The Transfer of Undertakings (Protection of Employment) Regulations 2006 (or TUPE) can be one of the most troublesome pieces of legislation faced by employers and it is something which has been in the sights of the government for some time.
The government has now published it’s response to its consultation on TUPE and, the response highlights a number of key changes aimed at removing unfair legal risks to employers and reducing the bureaucracy involved in transfers.
Below are some of the TUPE key changes that should make life easier:
- You will be able to renegotiate the terms agreed from collective agreements one year after transfer, provided those changes are no less favourable to your staff;
- You will be able to make redundancies where a workplace is changed for economic, technical or organisational reasons, thus preventing genuine place of work redundancies from being automatically unfair;
- For there to be a TUPE service provision change, the service provision has to be “fundamentally or essentially the same” as it was prior to the transfer;
- Microbusinesses will be able to inform and consult directly with employees;
- In some circumstances, a TUPE consultation will satisfy collective redundancy consultation rules.

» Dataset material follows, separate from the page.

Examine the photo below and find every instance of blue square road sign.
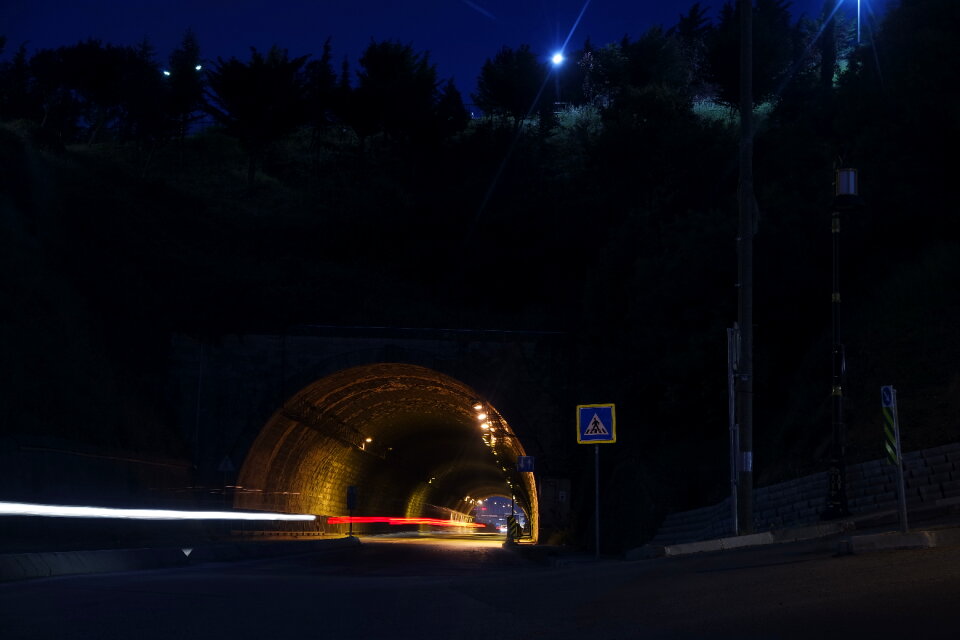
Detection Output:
[577,404,617,444]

However, two key areas will not be changed:
- the transferor will still be obliged to provide employee liability information; however they would be able to do so within 28 days.
- a ‘service provision change’ will still equate to a TUPE transfer
Whilst the Government’s Response does not indicate a proposed implementation date, the Department for Business Innovation & Skills has indicated this might be as early as January 2014.
Some employers may be disappointed that the government’s proposed reforms are not nearly as far reaching as it’s intial sound-bites might have led us to believe, however, TUPE is a piece of legislation which originates from European law and, as such, the government is limited in what it can change.